Reports of vandalism, threats and other kinds of bias incidents have increased as the federal investigation into the air attacks on the World Trade Center and the Pentagon pointed toward a Middle Eastern connection and the group of militants led by Saudi-born exile Osama bin Laden.
Aware of the backlash, President Bush, who declared today a national day of prayer and remembrance for the thousands of people missing and feared dead after Tuesday's attack, has appealed for tolerance.
"(We) should not hold one who is a Muslim responsible for an act of terror", Mr Bush said yesterday.
But one Arab American, who spoke outside a mosque in the Detroit suburb of Dearborn early this morning and who asked not to be identified, said the president's words may be a case of too little, too late.
Racial slurs, including one with the slogan, "The only good Arab is a dead Arab" wrapped in pig skin, have been sent over the Internet to dozens of prominent members of Dearborn's Muslim community since Tuesday.

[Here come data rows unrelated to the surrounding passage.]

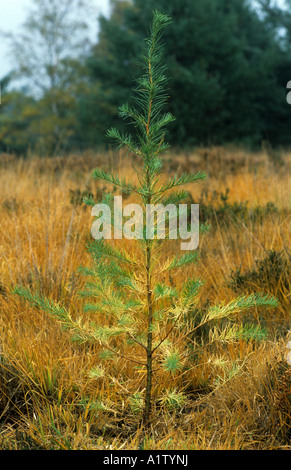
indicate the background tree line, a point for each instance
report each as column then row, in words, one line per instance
column 228, row 65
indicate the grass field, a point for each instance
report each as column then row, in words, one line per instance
column 239, row 393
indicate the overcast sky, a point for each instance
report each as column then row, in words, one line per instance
column 14, row 12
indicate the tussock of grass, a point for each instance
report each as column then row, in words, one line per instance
column 235, row 394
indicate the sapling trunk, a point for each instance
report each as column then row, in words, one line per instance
column 131, row 299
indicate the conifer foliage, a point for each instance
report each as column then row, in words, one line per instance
column 141, row 315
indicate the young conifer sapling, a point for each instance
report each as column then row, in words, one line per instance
column 140, row 315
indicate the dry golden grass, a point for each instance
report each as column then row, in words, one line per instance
column 239, row 394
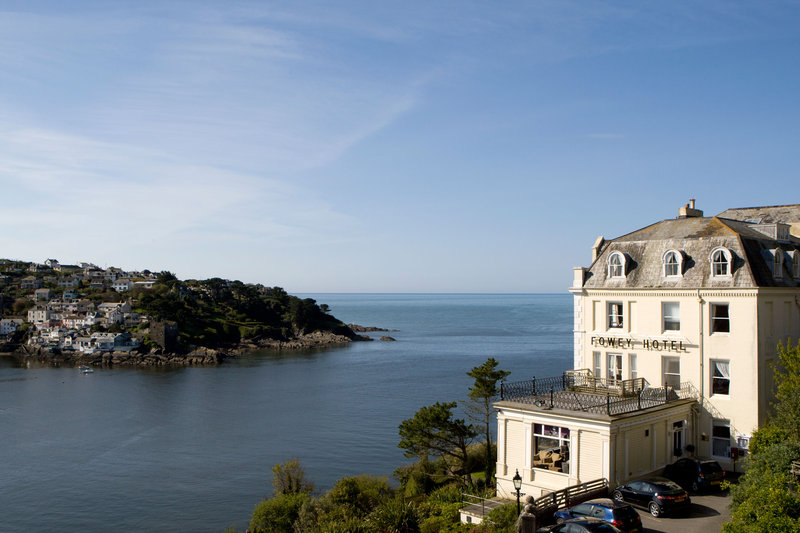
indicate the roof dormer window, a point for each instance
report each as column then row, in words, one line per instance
column 616, row 265
column 777, row 263
column 673, row 263
column 720, row 262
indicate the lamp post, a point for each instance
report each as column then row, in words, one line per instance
column 517, row 479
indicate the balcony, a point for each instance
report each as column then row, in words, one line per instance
column 579, row 390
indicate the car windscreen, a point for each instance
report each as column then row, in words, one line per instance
column 667, row 486
column 604, row 528
column 625, row 513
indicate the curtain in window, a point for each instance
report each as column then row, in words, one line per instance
column 722, row 369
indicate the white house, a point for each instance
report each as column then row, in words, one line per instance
column 675, row 327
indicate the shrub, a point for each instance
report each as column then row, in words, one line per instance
column 278, row 514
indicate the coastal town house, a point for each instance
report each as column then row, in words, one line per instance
column 675, row 327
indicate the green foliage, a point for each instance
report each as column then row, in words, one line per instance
column 787, row 397
column 360, row 494
column 439, row 511
column 277, row 515
column 765, row 438
column 481, row 394
column 501, row 519
column 434, row 431
column 394, row 516
column 217, row 312
column 763, row 501
column 290, row 478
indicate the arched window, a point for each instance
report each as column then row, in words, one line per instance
column 616, row 265
column 777, row 263
column 720, row 262
column 673, row 263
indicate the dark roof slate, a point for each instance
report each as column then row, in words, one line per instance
column 695, row 238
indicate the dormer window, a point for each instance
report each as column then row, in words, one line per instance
column 673, row 263
column 777, row 263
column 720, row 262
column 616, row 265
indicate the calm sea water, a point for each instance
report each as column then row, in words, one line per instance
column 191, row 449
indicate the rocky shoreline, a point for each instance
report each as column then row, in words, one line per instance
column 195, row 356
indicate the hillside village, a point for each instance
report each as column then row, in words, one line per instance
column 83, row 310
column 70, row 307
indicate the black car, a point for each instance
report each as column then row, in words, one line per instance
column 660, row 496
column 618, row 514
column 696, row 474
column 581, row 525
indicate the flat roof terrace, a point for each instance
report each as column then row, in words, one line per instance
column 578, row 390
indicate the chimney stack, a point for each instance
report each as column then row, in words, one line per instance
column 688, row 211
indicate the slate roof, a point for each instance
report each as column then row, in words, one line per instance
column 787, row 214
column 696, row 238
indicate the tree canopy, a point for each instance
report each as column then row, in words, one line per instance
column 481, row 394
column 767, row 498
column 435, row 431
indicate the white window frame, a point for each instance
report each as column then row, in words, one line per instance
column 715, row 318
column 616, row 265
column 614, row 368
column 720, row 259
column 676, row 265
column 720, row 370
column 615, row 313
column 597, row 364
column 545, row 431
column 665, row 360
column 720, row 440
column 670, row 317
column 777, row 263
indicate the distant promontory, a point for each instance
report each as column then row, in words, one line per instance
column 83, row 314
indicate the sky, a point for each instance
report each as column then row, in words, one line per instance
column 384, row 146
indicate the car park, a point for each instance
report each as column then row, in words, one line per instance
column 580, row 525
column 619, row 514
column 696, row 474
column 659, row 496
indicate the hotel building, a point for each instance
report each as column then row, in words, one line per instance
column 675, row 327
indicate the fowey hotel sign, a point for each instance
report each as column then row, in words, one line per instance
column 629, row 343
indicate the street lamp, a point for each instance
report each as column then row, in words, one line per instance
column 517, row 479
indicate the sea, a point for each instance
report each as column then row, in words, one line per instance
column 191, row 449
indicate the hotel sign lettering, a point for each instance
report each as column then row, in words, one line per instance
column 660, row 345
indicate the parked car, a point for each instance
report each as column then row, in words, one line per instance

And highlighting mounting tensions, Arab American leaders met police and state security officials early this morning at Dearborn's Islamic Center of America to discuss security measures before midday prayer meetings at area mosques.
Friday is the holiest day of the week for Muslims.
Among the latest hate crimes against Arab Americans, authorities said a graphic message threatening acid attacks against Muslim women was found yesterday on an answering machine of the Masjid Mosque in Asbury Park, New Jersey, just across the Hudson River from New York.
In Dover, also in New Jersey, a window was broken at the Masjid Bilal Mosque, and a message left on the answering machine there said: "Close your church or I'll burn it down".
In Marlboro, New Jersey, meanwhile, a man was charged with harassment for driving through town in a truck emblazoned with the words, "Death to the Sand Niggers".
Muslims have strongly condemned the attacks in New York and Washington and stressed that several hundred Arab Americans are thought to have been working in the landmark twin towers of the World Trade Center before commandeered passenger jets tore into them.
"Too many Americans are channeling their understandable rage, a rage we all feel, against fellow citizens at a time when we should all be coming together to deal with this national nightmare", Mr Hussein Ibish, a spokesman for the American-Arab Anti-Discrimination Committee, told CNN.